Greenfield said he had seen little science about health risks and other side effects associated with wind farms, and advised caution.
Councillor Jim McPherson said he was not as concerned with the debate over health risks as he was with the lack of input municipalities have in the location of wind farms. He said Ontario’s Green Energy Act takes any control over planning of wind farms out of the hands of the municipalities and into that of the province. While passing the resolution doesn’t give the municipality any power, it sends a message to the province, he said.
McPherson said current provincial Conservative Party leader Tim Hudak has said that he intends to give municipalities a veto when it comes to wind farms if he is elected premier in the next provincial election, something McPherson predicts will happen.
“I want the ability to choose, and that’s why I support this resolution,” he said.
Councillor Gerald Shortt was the only councillor who opposed the resolution. He said that he doesn’t think wind farms are unsafe, and hasn’t seen any evidence proving adverse health risks. He said that he probably wouldn’t let a wind farm on his property though, because he’d be worried what would happen to the turbines if the operator was to go bankrupt. He said that the location of wind farms should not be the decisions of local government.
“If you leave it up to the municipalities, there will not be a wind turbine anywhere in the Province of Ontario,” he said.

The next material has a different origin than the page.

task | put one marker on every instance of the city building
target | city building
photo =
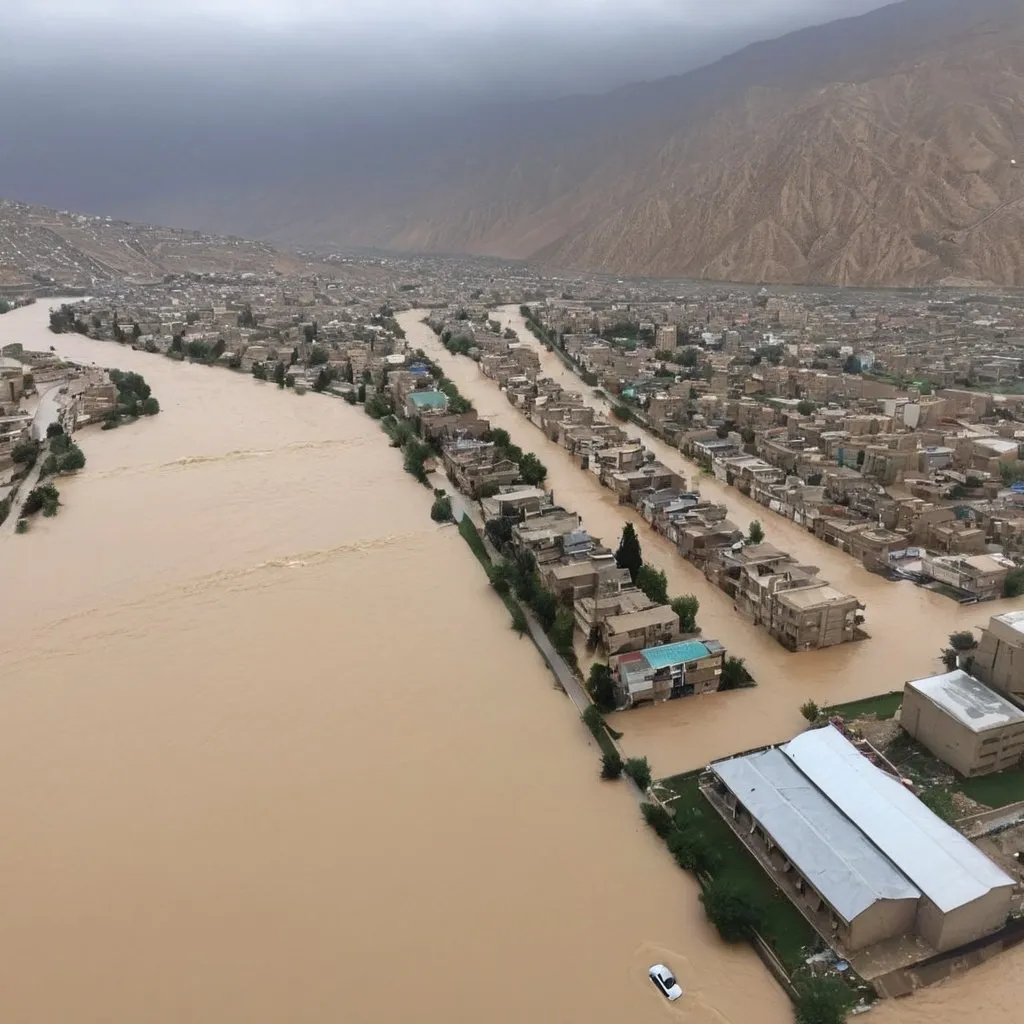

This is not the first time Meaford council has looked at the wind farm issue. A similar resolution was voted down earlier this term. Councillor Lynda Stephens said she was glad that some members of council had changed their minds and decided to support the resolution.
She also said that while she is not in favour of wind farms, it doesn’t mean she doesn’t support wind turbines. She said the province’s current wind farm policy is moving in the wrong direction, and she would prefer turbines providing electricity for the locations they are close to, rather than being transported and used elsewhere.
“Strategically placed wind turbines can provide energy to that area,” she said.
The resolution comes at a time when Meaford is facing the possibility of a wind farm in the northwestern part of the municipality.
International Power Canada is proposing a 29-turbine wind farm in the area surrounding Silcote and Balaclava. More information on that farm is expected to be provided at a public information meeting Nov. 17 at the Meaford and St. Vincent Community Centre on Collingwood Street. The meeting is from 5 p.m. to 8 p.m.